Aus den Akten ist nicht zu ersehen, wie viele Zwangsarbeitskräfte Flick insgesamt beschäftigt hat. Aber in einer von Daimler Benz selbst veranlagten und 1994 veröffentlichten Studie über die in diesem Konzern geleistete Zwangsarbeit sind wenigstens Daten über die Zahl der bei Daimler-Benz Beschäftigten enthalten (dagegen keine einzige Angabe zu gezahlten oder gar vorenthaltenen Löhnen). Im Durchschnitt der Jahre 1940 1944 hatte Daimler-Benz, das damals ein Teil des Flick-Konzerns war, knapp 70.000 Beschäftigte, davon über 45.000 Deutsche und Österreicher. Der „Rest“, knapp 24.000, waren KZ-Häftlinge, Kriegsgefangene und zivile Ausländer, sog. „Fremdarbeiter“.

Wenn nun durch den „Einsatz“ einer Zwangsarbeitskraft in fünf Jahren rund 4.700 RM eingespart werden konnten – wieviel hat der Konzern dann durch den „Einsatz“ von knapp 24.000 Zwangsarbeitskräften in fünf Jahren eingespart? Hundert Millionen – präziser 111,826 Millionen RM.

Das ist aber nur die eine Seite. Was die Firma eine Arbeitskraft brutto kostet, ist ja nicht das, was diese Arbeitskraft netto auf die Hand bekommt. Es gehen Beiträge für die Versicherung und die Lohnsteuer ab. Damals waren das für die westeuropäischen Zivilarbeitskräfte etwa 15 Prozent, (für die polnischen gab es zudem eine sog. Sozialausgleichsabgabe, so dass sie insgesamt 30 Prozent zu zahlen hatten, und für die sowjetischen eine sog. Ostarbeiterabgabe in Höhe von etwa 45 Prozent.

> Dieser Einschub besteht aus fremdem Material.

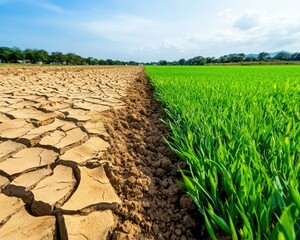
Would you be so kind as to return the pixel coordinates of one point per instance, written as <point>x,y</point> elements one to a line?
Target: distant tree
<point>295,57</point>
<point>162,62</point>
<point>5,53</point>
<point>41,56</point>
<point>15,55</point>
<point>283,56</point>
<point>110,62</point>
<point>182,62</point>
<point>57,57</point>
<point>263,56</point>
<point>29,55</point>
<point>102,62</point>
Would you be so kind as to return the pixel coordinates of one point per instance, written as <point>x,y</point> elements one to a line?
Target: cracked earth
<point>82,157</point>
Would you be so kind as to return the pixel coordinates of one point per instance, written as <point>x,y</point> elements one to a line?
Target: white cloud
<point>248,32</point>
<point>47,5</point>
<point>119,28</point>
<point>248,21</point>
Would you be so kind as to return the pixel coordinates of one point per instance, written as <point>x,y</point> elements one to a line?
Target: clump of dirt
<point>144,172</point>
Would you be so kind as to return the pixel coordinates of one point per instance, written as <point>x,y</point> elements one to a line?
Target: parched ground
<point>82,156</point>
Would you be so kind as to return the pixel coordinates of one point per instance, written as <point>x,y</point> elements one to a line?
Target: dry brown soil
<point>82,156</point>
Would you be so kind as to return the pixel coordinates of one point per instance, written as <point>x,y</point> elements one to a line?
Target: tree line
<point>40,56</point>
<point>234,58</point>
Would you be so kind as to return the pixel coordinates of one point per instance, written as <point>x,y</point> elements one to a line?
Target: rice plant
<point>238,129</point>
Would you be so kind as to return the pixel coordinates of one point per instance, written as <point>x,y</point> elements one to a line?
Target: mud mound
<point>82,155</point>
<point>144,172</point>
<point>52,137</point>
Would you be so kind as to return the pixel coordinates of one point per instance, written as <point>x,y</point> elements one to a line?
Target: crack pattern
<point>50,131</point>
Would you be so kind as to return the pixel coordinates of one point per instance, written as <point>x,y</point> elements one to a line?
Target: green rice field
<point>238,129</point>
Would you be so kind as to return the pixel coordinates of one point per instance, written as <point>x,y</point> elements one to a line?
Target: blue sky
<point>151,30</point>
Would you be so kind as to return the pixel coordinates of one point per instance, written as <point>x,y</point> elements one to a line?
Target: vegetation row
<point>238,129</point>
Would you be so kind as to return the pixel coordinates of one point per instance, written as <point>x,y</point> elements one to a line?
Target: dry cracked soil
<point>82,156</point>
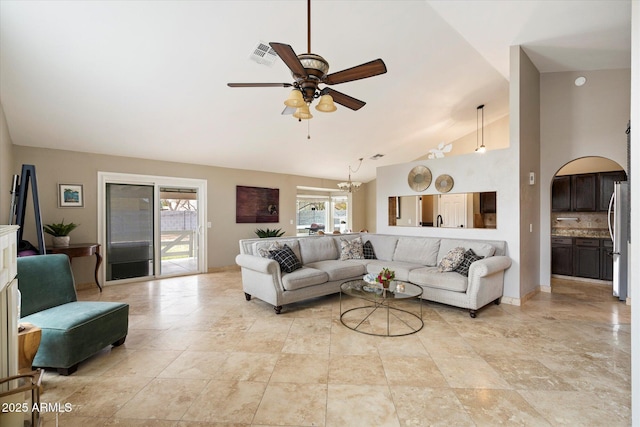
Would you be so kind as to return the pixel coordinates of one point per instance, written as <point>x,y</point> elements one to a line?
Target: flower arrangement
<point>385,277</point>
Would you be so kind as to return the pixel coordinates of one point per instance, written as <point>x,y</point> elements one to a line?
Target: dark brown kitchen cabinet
<point>561,194</point>
<point>488,202</point>
<point>605,187</point>
<point>606,259</point>
<point>562,256</point>
<point>584,197</point>
<point>586,258</point>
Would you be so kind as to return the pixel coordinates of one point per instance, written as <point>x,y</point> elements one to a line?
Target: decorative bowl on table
<point>371,285</point>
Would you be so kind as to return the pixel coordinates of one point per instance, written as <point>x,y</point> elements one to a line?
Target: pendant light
<point>351,186</point>
<point>480,128</point>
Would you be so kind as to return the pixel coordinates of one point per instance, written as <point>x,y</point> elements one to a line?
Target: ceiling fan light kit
<point>295,99</point>
<point>326,104</point>
<point>303,113</point>
<point>310,70</point>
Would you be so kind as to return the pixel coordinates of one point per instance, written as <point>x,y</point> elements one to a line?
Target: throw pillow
<point>287,259</point>
<point>368,251</point>
<point>351,249</point>
<point>266,252</point>
<point>469,258</point>
<point>451,260</point>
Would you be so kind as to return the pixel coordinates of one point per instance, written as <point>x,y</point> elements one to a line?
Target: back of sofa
<point>416,250</point>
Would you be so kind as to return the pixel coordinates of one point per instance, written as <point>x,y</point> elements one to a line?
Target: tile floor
<point>198,354</point>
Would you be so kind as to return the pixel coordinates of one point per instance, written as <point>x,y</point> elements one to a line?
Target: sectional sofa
<point>313,266</point>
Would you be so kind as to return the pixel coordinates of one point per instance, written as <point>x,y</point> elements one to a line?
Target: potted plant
<point>60,232</point>
<point>269,233</point>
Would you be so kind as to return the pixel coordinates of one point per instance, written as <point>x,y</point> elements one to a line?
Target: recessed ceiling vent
<point>264,54</point>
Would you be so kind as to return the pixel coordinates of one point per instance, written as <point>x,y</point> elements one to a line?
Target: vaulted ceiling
<point>148,78</point>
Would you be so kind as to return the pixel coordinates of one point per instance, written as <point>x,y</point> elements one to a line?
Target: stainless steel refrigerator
<point>619,231</point>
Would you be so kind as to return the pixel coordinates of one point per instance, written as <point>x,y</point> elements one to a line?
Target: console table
<point>79,250</point>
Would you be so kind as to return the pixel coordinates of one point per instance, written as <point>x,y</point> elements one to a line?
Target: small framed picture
<point>70,196</point>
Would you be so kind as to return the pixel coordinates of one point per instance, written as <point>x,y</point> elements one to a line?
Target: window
<point>327,212</point>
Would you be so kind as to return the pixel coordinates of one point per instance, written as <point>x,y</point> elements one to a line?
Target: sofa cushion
<point>401,269</point>
<point>339,270</point>
<point>384,246</point>
<point>266,252</point>
<point>303,277</point>
<point>469,258</point>
<point>260,247</point>
<point>480,248</point>
<point>317,248</point>
<point>451,260</point>
<point>287,259</point>
<point>368,251</point>
<point>431,277</point>
<point>417,250</point>
<point>351,249</point>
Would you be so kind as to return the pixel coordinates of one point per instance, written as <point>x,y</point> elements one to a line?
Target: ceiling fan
<point>309,71</point>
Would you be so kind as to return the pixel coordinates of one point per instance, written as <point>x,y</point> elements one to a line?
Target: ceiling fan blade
<point>342,99</point>
<point>259,84</point>
<point>289,57</point>
<point>358,72</point>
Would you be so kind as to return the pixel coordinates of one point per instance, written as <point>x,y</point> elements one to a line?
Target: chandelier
<point>351,186</point>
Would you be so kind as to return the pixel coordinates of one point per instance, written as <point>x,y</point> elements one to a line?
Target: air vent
<point>264,54</point>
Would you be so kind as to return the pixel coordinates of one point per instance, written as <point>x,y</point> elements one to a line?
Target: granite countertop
<point>595,233</point>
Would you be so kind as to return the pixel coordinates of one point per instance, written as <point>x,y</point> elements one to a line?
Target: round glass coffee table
<point>394,312</point>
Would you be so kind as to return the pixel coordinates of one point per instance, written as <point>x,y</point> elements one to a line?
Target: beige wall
<point>577,122</point>
<point>525,94</point>
<point>57,166</point>
<point>6,168</point>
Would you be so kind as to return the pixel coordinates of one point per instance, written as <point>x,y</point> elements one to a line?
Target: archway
<point>581,246</point>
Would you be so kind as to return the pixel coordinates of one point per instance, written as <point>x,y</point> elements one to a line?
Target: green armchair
<point>72,330</point>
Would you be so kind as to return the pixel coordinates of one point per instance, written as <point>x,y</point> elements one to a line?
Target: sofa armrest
<point>488,266</point>
<point>259,264</point>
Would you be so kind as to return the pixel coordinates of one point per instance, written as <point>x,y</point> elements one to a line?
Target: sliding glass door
<point>151,226</point>
<point>129,231</point>
<point>178,230</point>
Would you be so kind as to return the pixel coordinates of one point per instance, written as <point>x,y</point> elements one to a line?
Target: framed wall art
<point>257,204</point>
<point>70,196</point>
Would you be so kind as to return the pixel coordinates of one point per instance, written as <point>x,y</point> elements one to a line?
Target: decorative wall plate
<point>444,183</point>
<point>419,178</point>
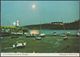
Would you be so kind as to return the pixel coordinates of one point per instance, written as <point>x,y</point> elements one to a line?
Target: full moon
<point>33,6</point>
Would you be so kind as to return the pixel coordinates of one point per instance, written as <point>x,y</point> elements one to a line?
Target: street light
<point>33,6</point>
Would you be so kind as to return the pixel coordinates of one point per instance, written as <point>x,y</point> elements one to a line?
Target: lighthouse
<point>17,23</point>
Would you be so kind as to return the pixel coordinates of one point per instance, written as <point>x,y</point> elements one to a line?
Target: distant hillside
<point>56,25</point>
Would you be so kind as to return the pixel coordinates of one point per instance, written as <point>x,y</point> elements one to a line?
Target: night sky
<point>44,12</point>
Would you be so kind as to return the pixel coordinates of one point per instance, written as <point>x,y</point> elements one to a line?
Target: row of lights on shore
<point>17,23</point>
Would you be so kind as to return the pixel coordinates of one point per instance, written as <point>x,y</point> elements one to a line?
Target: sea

Das floss alles in die Taschen der Versicherungskonzerne und in die Staatskasse.

Natürlich, Steuern und Beiträge mussten auch die deutschen Zivilarbeitskräfte zahlen, aber die hatten wenigstens teilweise etwas davon: Erstens bekamen sie damals Krankengeld, zweitens bekommen sie heute Rente, und drittens haben sie damals mit ihren Steuergroschen den Krieg eines von ihnen größtenteils gewollten und gestützten Regimes mitfinanziert. Die sog. Fremdarbeiter dagegen erhielten zumeist keinerlei Krankengeld, bekommen heute in den seltensten Fällen eine Rente und wurden durch die damaligen Steuerverordnungen faktisch gezwungen, den Krieg gegen ihre Heimatländer mitzufinanzieren.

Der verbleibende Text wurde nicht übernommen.